Jonas Ahlbrecht stammt aus Hannover und ist ein klassischer NC-Flüchtling; seit Oktober 2006 studiert er in Wien Medizin. Er lebt in einer WG mit zwei weiteren Deutschen und fühlt sich trotzdem gut integriert: "Unter meinen Freunden finden sich sowohl Österreicher als auch Deutsche." Für die Zulassungsquote zum Schutz der einheimischen Österreicher hat er Verständnis - und auch eine Erklärung dafür, dass Deutsche bei den Eignungstests besser abschneiden als ihre österreichischen Mitbewerber: "Deutsche, die zu Hause keinen Studienplatz bekommen haben, sind natürlich hochmotiviert und bereiten sich daher besser auf den Test vor."

Ein wesentlicher Punkt ist aber, ob er auch nach dem Abschluss seines Medizinstudiums in Österreich bleiben wird. Oder ob er sich mit seiner teuren Ausbildung im Gepäck gen Norden absetzt, wie das Österreichs Bundesregierung befürchtet. "Grundsätzlich würde ich nicht ausschließen, dass ich bleibe - allerdings hätte ich eigentlich schon vor, wieder nach Deutschland zu ziehen", sagt Ahlbrecht.

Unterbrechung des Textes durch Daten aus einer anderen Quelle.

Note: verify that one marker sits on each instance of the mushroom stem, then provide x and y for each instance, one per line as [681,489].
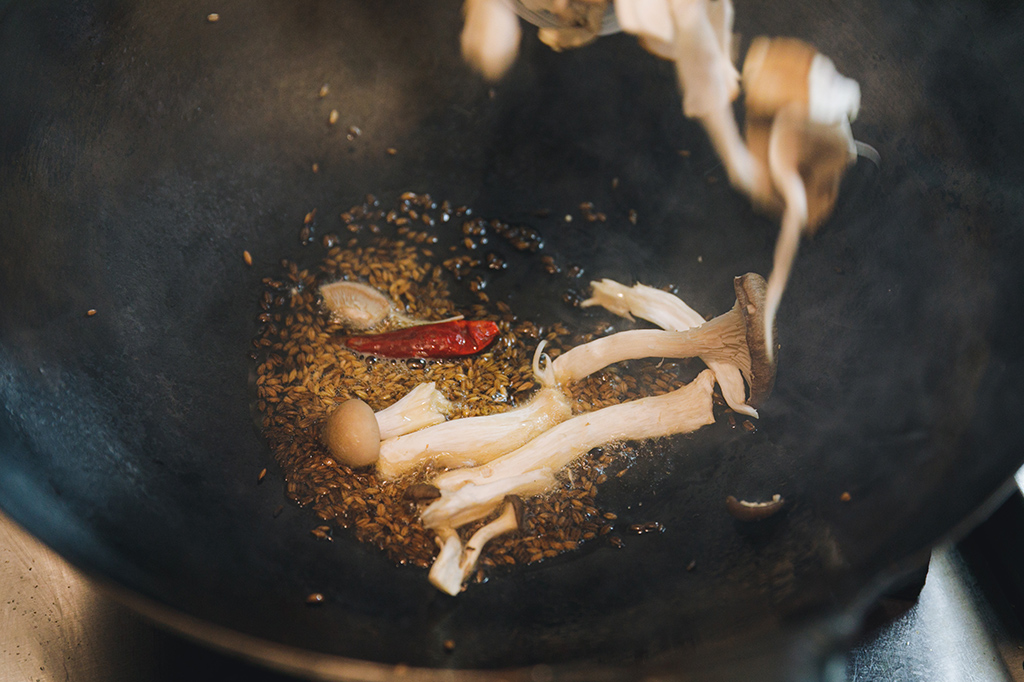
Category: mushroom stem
[468,495]
[422,407]
[669,312]
[489,37]
[734,338]
[473,440]
[799,110]
[456,563]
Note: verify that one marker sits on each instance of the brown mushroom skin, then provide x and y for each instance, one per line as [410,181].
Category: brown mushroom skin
[753,511]
[750,290]
[351,434]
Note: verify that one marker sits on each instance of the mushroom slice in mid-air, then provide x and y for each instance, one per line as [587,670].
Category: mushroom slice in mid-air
[669,312]
[489,36]
[799,110]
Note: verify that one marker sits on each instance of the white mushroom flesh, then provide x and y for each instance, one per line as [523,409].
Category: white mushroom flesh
[422,407]
[807,162]
[354,304]
[468,495]
[671,312]
[473,440]
[456,563]
[491,37]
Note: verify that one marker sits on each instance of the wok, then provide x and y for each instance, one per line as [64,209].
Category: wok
[142,148]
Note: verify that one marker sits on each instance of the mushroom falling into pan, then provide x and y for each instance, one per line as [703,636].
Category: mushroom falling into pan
[798,138]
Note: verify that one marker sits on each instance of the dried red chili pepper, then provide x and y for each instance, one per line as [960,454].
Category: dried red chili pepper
[444,339]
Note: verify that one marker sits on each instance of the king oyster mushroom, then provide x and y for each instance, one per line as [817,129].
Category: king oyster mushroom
[696,35]
[456,563]
[489,36]
[670,312]
[352,432]
[473,440]
[799,109]
[469,495]
[735,338]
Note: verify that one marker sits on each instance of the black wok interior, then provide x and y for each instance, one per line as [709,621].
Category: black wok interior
[142,148]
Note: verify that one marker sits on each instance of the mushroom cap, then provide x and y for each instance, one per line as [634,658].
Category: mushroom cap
[751,290]
[351,434]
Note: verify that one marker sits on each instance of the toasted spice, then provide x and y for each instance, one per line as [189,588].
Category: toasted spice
[302,373]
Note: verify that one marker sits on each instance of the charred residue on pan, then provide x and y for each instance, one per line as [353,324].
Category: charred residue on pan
[302,373]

Das liege vor allem an den Perspektiven in Österreich: Wer hier das sechsjährige Medizinstudium abschließt, darf nicht direkt in die Facharztausbildung gehen, sondern muss erst ein bis drei Jahre in der klinischen Praxis verdingen, dem sogenannten "Turnus" - zumeist schlecht bezahlt und oft erst nach mehrjähriger Wartezeit. "In Deutschland könnte ich gleich mit der Ausbildung zum Facharzt beginnen", sagt Jonas. Das würde Jahre sparen und macht eine Karriere in Österreich im Vergleich unattraktiv.